Difference Between Buffalo And Bison

Buffalo and bison are both large, shaggy mammals native to North America, but differ in size, coat, habitat, behavior, diet, and conservation status.

Difference Between Buffalo And Bison

Buffalo and bison are two words that are often used interchangeably, and it’s easy to see why. Not only do they look alike, but they’re both large, shaggy mammals that roam the grasslands of North America. However, despite their similarities, there are some key differences between them that are worth exploring.

Physical Differences

One of the most obvious differences between bison and buffalo is their physical appearance. Bison are typically larger and heavier than buffalo, with bulls (males) weighing up to 2,000 pounds and standing 6 feet tall at the shoulder. Meanwhile, buffalo bulls weigh around 1,100 pounds and stand 5 feet tall at the shoulder. Additionally, bison have a hump on their shoulders that buffalo don’t, and their heads are more triangular in shape.

Another key difference is their fur. Bison have thicker, shaggier coats that are better suited to the cold winters of the Great Plains, whereas buffalo have shorter, sleeker coats that are better for warmer climates. Bison also have longer, curlier hair on their heads and necks, while buffalo have shorter hair.

Habitat and Range

Both bison and buffalo are native to North America and were once found throughout the continent in vast herds. However, due to overhunting and habitat destruction, their ranges have been severely reduced.

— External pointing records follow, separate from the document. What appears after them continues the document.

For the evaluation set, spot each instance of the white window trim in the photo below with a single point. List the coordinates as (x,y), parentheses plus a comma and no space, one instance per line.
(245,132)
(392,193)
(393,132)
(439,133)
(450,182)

Buffalo live primarily in the Great Plains region of the United States, with some populations in Canada and Mexico. Most of the remaining buffalo in the United States today are found in national parks such as Yellowstone and Rocky Mountain National Parks.

Bison, on the other hand, are found throughout the Great Plains and into Canada. Yellowstone National Park is home to one of the largest remaining bison herds in North America, but they also live in other protected areas such as Custer State Park in South Dakota and Elk Island National Park in Alberta, Canada.

Behavior and Social Structure

Both bison and buffalo are social animals that live in large herds. However, their behavior and social structures are slightly different.

Bison are more nomadic and tend to roam over larger areas than buffalo. They also have a more complex social structure, with individuals forming dominance hierarchies within the herd. Bison cows (females) are more likely to form long-lasting social bonds with other cows, while bulls tend to be solitary or form small groups with other males.

Buffalo, on the other hand, are more sedentary and tend to stay in one area for longer periods of time. They have simpler social structures, with cows and calves forming the core of the herd and bulls moving in and out of the group.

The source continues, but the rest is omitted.